Escape and Evasion Compass & MI9 Silk Escape Map of Greece 1941
Double sided, black printed, with colour, silk escape map of Greece, Crete, Bulgaria, Italy Bulgaria Rumania, Austria Hungary etc. effectively the eastern Mediterranean. With the owner's rare MI9 SOE/OSS early pattern compass. Designed to conceal in a button. From an RAF veteran involved in SOE agent drops behind enemy lines in occupied Greece and Crete.

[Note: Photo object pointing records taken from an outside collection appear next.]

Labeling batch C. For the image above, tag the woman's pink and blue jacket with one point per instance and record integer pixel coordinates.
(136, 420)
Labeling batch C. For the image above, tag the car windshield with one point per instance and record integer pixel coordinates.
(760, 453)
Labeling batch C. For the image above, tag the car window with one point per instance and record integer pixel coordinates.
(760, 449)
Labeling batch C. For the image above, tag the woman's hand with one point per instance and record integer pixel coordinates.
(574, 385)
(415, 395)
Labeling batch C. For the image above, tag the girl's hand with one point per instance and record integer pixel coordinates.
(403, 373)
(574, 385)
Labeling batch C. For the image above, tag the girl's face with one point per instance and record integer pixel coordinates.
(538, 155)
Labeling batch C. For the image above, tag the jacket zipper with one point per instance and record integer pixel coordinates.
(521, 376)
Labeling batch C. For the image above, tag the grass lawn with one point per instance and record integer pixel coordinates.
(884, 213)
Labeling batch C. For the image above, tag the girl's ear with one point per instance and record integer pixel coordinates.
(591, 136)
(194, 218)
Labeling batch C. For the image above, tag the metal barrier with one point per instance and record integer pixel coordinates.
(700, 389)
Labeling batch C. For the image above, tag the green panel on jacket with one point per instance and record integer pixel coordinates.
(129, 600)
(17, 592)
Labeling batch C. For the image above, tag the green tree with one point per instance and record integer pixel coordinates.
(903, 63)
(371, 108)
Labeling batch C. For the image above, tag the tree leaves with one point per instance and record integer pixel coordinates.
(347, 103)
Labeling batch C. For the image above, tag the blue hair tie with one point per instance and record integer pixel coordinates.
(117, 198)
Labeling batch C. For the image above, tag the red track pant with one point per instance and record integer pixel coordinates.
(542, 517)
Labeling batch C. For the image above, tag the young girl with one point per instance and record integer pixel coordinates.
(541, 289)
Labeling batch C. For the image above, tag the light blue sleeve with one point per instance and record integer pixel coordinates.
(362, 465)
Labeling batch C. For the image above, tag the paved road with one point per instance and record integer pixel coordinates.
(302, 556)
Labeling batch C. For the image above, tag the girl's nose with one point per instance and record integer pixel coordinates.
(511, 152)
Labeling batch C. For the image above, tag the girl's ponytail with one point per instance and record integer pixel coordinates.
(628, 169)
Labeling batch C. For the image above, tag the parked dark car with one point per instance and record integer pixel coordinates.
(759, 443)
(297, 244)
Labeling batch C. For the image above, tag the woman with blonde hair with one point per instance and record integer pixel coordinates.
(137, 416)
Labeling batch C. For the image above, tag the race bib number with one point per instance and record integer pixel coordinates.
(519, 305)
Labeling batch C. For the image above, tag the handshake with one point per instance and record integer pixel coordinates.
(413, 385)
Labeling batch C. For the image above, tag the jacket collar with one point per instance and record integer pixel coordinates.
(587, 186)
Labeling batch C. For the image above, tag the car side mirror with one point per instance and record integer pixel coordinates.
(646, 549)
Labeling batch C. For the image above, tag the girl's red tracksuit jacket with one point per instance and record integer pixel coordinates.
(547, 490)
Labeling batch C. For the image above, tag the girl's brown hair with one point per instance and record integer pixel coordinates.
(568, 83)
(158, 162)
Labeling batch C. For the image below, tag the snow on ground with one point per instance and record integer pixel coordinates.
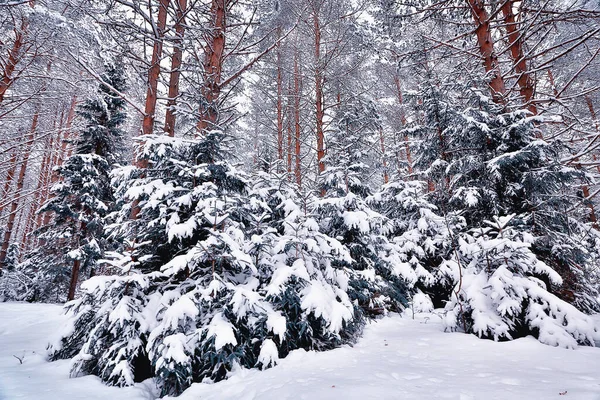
(398, 358)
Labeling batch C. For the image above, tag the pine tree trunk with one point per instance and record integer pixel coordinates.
(289, 119)
(176, 61)
(14, 55)
(154, 71)
(298, 128)
(10, 176)
(590, 105)
(17, 193)
(386, 178)
(319, 108)
(61, 156)
(403, 121)
(74, 278)
(76, 266)
(524, 80)
(279, 102)
(485, 43)
(213, 67)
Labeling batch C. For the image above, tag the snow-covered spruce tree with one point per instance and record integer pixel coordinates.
(303, 280)
(420, 239)
(491, 165)
(375, 283)
(502, 290)
(218, 274)
(73, 241)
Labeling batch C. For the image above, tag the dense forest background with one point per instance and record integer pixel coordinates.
(213, 183)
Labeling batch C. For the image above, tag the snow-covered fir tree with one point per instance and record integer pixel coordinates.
(210, 280)
(494, 163)
(72, 243)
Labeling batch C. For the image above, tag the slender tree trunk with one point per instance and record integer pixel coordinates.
(74, 278)
(61, 155)
(319, 82)
(75, 269)
(10, 175)
(289, 119)
(485, 44)
(176, 61)
(590, 105)
(14, 55)
(154, 71)
(279, 102)
(524, 80)
(386, 177)
(298, 128)
(17, 193)
(403, 120)
(213, 67)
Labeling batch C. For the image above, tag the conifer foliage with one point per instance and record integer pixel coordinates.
(73, 241)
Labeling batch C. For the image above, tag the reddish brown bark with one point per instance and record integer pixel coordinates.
(590, 105)
(298, 128)
(289, 119)
(61, 155)
(524, 79)
(176, 61)
(10, 175)
(403, 120)
(19, 188)
(485, 43)
(14, 54)
(386, 178)
(279, 103)
(213, 67)
(154, 71)
(74, 278)
(319, 95)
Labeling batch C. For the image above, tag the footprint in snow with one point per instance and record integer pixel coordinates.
(510, 381)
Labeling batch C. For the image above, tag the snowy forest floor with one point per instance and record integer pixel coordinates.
(397, 358)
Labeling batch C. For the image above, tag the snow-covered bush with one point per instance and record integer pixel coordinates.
(220, 274)
(503, 291)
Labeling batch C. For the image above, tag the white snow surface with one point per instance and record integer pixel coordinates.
(397, 358)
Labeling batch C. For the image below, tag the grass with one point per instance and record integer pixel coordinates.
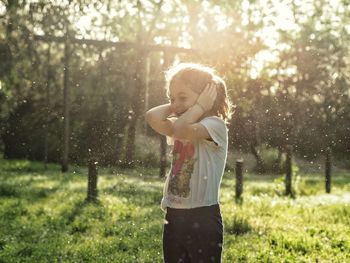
(44, 217)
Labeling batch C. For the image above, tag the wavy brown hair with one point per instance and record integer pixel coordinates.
(196, 77)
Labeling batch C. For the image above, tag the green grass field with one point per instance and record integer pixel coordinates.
(44, 217)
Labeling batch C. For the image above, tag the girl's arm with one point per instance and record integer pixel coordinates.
(186, 126)
(157, 119)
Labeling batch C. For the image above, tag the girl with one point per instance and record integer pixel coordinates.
(194, 122)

One side, marked 'S2', on a scale of 1:175,000, shows Greece and Crete in detail. The other side, marked 'S3', on a scale of 1:3,000,000, shows Italy, Greece, the Balkans and the Aegean Sea. There is a key in the lower left corner of 'S3' to convert kilometres to English miles. These silk maps were developed for MI9 by Charles Clayton Hutton to help British troops find their way back to their regiments if their planes were shot down in hostile territory or if they were captured in POW camps. Hutton had to find a material that was water-resistant, crease-resistant, and could be easily hidden and noiselessly manipulated. After extensive testing, Hutton found the perfect material: silk. Printed on silk, Hutton’s maps could be folded and hidden in boot heels, jacket linings, or even-most ingeniously-Monopoly game boards, and go completely undetected. ‘Bartholomew’ maps
The earliest E&E maps produced by MI9 were based on maps of Europe published by John Bartholomew and Son. ‘Bartholomew’ maps were initially printed on silk, but some later issues may be on rayon. These are usually simple black and white maps, with little to no extra colour. Maps covered Western Europe (including the Mediterranean), Eastern Europe, the Middle East, the Malay Peninsula, North Africa and other parts of Africa. They are undated, sometimes untitled and usually have a numbering system of an upper case letter combined with a number, or just a letter. Later maps have some extra colour and are printed on silk or rayon. The maps were printed by John Waddington – the maker of Monopoly and other board games. Another identical example as this is in the Australian War Museum and was the escape map that was used in Greece by NX3048 Sergeant Richard Sydney Turner who was born in Sydney in 1916. He enlisted on 28 October 1939 and served with 6 Division Supply Column, Australian Army Service Corps. After service in Africa he was captured by the Germans near Megara during the Greek campaign in June 1941, but escaped from the train taking him to Germany. He was initially sheltered by the Greeks but this became too dangerous when Italian troops offered large rewards for the capture of Allied soldiers and threatened to shoot anyone harbouring them. Turner and a companion hid in the mountains south of Thessaly during the winter of 1941-1942. Weak from malnutrition and malaria he was considering of giving himself up when he met Ioannis Kallinikos from the village of Livanatas, who sheltered him for the next year and a half. Turner joined the Greek resistance in the summer of 1943 and led a band of fifty Greek andartes. He later joined the British Military Mission in Greece (Force 133), which operated behind German lines. He was awarded the Military Medal for his endurance and service in Greece. Turner was killed by Greek communist insurgents, during the civil war which broke out in Greece following the withdrawal of the Axis forces, on 17 December 1944 while in a truck on his way to Athens airport to be repatriated to Australia. The map is in excellent condition just in need of light ironing.